DETROIT – There was a mock trial held in the middle of Downtown Detroit on Saturday.
The Amphitheater at Hart Plaza became a courtroom of sorts, the leaders of the city were on trial. Protesters delivered testimony about how they’ve been treated during the demonstrations.
Day 23 of protests was different from the rest. Protesters didn’t march, no chants, just a couple hundred people met at Hart Plaza, quietly for a Public Tribunal against Detroit Police Chief James Craig and Mayor Mike Duggan.

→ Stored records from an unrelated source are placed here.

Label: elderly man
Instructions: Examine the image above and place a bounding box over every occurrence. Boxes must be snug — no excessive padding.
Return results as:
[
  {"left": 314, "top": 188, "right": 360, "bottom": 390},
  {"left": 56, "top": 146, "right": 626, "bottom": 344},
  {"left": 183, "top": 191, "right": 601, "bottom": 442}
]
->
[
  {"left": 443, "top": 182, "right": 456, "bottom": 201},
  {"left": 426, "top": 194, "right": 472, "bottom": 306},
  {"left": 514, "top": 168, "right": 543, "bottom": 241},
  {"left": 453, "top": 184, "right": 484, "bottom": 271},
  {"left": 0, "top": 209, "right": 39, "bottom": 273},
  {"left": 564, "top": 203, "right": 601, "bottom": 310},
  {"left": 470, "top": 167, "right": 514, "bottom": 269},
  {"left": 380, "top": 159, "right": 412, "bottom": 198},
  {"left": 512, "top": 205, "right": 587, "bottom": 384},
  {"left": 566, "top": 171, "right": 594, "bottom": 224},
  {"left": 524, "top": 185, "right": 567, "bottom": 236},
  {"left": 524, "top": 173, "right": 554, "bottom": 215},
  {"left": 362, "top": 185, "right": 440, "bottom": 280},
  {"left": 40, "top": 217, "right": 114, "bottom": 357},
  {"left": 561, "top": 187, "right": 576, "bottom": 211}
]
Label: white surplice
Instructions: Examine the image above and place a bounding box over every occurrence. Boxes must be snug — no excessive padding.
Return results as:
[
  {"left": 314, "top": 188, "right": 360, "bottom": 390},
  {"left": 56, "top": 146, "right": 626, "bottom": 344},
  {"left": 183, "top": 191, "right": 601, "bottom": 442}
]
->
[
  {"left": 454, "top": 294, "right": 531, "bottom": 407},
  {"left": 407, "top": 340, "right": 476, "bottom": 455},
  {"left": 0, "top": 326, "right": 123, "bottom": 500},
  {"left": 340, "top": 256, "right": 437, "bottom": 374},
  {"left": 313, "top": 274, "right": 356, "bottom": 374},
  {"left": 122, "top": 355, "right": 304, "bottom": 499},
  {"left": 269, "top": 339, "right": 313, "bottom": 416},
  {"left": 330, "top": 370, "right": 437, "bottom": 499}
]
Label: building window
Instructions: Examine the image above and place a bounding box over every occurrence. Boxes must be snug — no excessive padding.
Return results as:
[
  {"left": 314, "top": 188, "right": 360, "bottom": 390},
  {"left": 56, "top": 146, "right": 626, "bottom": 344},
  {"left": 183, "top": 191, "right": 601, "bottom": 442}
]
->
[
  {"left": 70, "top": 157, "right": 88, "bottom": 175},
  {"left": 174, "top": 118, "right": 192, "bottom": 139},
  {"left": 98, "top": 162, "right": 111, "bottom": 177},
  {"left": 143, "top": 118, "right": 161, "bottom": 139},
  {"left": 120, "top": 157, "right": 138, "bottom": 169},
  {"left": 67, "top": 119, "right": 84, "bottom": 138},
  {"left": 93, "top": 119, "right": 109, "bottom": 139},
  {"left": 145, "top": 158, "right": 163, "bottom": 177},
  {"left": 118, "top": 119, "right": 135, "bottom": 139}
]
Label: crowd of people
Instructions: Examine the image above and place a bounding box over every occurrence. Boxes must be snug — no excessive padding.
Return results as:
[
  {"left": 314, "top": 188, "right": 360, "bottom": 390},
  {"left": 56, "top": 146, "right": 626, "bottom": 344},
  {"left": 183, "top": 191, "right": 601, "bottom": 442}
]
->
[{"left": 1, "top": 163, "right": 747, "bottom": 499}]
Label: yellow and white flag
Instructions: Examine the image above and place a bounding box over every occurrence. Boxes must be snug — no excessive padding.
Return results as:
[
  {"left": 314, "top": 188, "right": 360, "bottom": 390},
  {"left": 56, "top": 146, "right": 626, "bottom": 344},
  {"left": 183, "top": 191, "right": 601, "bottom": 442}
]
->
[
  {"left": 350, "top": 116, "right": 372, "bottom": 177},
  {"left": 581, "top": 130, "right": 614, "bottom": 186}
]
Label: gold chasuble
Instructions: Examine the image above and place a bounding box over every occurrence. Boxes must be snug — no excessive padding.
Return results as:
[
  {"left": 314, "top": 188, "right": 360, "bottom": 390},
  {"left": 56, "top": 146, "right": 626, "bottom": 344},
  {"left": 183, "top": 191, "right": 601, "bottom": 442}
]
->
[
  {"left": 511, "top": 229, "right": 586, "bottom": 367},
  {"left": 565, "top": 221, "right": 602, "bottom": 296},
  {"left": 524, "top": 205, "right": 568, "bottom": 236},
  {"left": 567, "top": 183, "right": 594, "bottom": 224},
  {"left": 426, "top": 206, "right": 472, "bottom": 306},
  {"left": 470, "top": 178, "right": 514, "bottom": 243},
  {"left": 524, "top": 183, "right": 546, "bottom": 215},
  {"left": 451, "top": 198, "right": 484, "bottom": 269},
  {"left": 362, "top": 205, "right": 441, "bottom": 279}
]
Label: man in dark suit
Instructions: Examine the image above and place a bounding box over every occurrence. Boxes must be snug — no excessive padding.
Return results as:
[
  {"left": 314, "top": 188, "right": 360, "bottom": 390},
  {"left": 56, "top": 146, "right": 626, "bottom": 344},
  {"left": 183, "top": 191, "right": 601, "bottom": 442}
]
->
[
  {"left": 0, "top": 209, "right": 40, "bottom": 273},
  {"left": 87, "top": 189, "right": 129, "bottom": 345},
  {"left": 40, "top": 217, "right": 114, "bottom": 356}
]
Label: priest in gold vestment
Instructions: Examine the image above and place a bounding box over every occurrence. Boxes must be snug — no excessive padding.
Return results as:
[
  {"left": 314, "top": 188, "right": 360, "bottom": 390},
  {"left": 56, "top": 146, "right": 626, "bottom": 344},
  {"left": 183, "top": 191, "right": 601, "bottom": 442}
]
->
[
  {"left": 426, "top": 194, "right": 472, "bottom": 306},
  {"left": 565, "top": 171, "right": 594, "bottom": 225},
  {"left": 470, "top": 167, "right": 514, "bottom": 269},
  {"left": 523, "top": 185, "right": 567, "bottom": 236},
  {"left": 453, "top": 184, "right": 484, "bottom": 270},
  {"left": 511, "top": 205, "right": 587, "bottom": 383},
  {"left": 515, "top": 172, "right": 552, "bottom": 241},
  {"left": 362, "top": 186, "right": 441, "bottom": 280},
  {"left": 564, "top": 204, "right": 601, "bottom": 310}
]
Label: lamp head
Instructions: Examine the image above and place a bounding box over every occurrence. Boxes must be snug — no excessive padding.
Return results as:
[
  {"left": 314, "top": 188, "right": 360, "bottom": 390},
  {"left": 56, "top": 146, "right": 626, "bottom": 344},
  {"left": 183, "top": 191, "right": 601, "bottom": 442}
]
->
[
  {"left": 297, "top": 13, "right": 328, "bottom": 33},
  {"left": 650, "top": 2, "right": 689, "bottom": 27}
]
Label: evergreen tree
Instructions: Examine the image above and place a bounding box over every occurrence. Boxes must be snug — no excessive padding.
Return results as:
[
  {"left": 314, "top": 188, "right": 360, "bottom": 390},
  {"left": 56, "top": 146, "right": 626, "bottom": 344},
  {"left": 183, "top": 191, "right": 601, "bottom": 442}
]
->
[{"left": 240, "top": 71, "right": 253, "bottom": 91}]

Detroit will breathe Co-Founder Nakia Wallace said they are using this public hearing to present information, “What we saw over the course, particularly the first two weeks, was excessive use of force and violence towards people exercising their constitutional right to protest,” said Nakia Wallace with Detroit Will Breathe.
Many complained about police brutality, Saturday.
Jae Bass, one of the many who addressed the crowd, “We need to bring trust back to the citizens of Detroit and the people who are there to protect and serve us. It’s just not a lot of trust right now going on right now because of all the things that have been going in with Blacks in general,” said Jae Bass.
Pastor Mo ‘Maurice’ Hardwick, a prominent leader in Detroit, attended the rally, “A lot of the issues they have, they talk about are legitimate issues, I just don’t know if the way they’re going about it, to get those issues, will be productive,” said Pastor Mo ‘Maurice’ Hardwick.
Both Police Chief James Craig and Mayor Mike Duggan didn’t show up, but earlier in the week, Duggan explained why they wouldn’t be there, “I would expect that they will conclude that I’m a terrible mayor and I should be removed. I think they’ll conclude Chief Craig is a terrible chief and he should be removed, and I’ll think they’ll conclude that the Detroit Police Department are terrible officers and they should be defunded. I think you can pretty well predict, that will be the outcome,” said Mayor Mike Duggan.
‘Defund the police’: What it means and why activists are calling for it
Now that the public hearing is over, Tristan Taylor with Detroit Will Breathe explained what will happen next, “We keep marching. We keep moving. I think that after the Tribunal, we’ll take a set of votes. One of things we want to see is for city council to do their own separate investigation. I respect the right of the protesters tonight to express their views on recent events,” said Tristan Taylor with Detroit Will Breathe.
Police Chief James Craig released this statement:
In the emotional outpouring following the murder of George Floyd, however, the protesters continue to fail to acknowledge the serious danger the city faced in those first few nights. The organizers initiated those first marches without making any plans for controlling instigators of violence and without any plans for dispersing the crowd at the end of the march.
As a result, the Detroit Police Department (DPD) faced crowds who attacked officers with rocks, fireworks, and railroad spikes. They smashed windows of police vehicles and began breaking windows of buildings, threatening to bring the kind of violence and looting to Detroit that many other major American cities experienced.
That tragic outcome was avoided here because of the work of our officers and the active intervention of numerous Detroiters who personally stepped in to stop acts of destruction. Once our department saw that the evening protesters were no longer a danger to Detroit or our citizens, we stopped enforcing the curfew and have made no arrests of protesters in more than two weeks.
This Department takes every allegation of police misconduct seriously and, as has been the practice since I have been Chief, any officer who acted improperly will be disciplined. DPD and the Board of Police Commissioners are investigating each citizen complaint and are actively collecting video evidence from body cams, building security cameras, and personal phones for a complete review of each claim.
Across the country, the Detroit Police Department is getting credit for its professionalism in preserving the peace in our city without the kinds of tragic incidents seen in other communities. We are not perfect but every day we are committed to building trust between our department and the citizens we serve.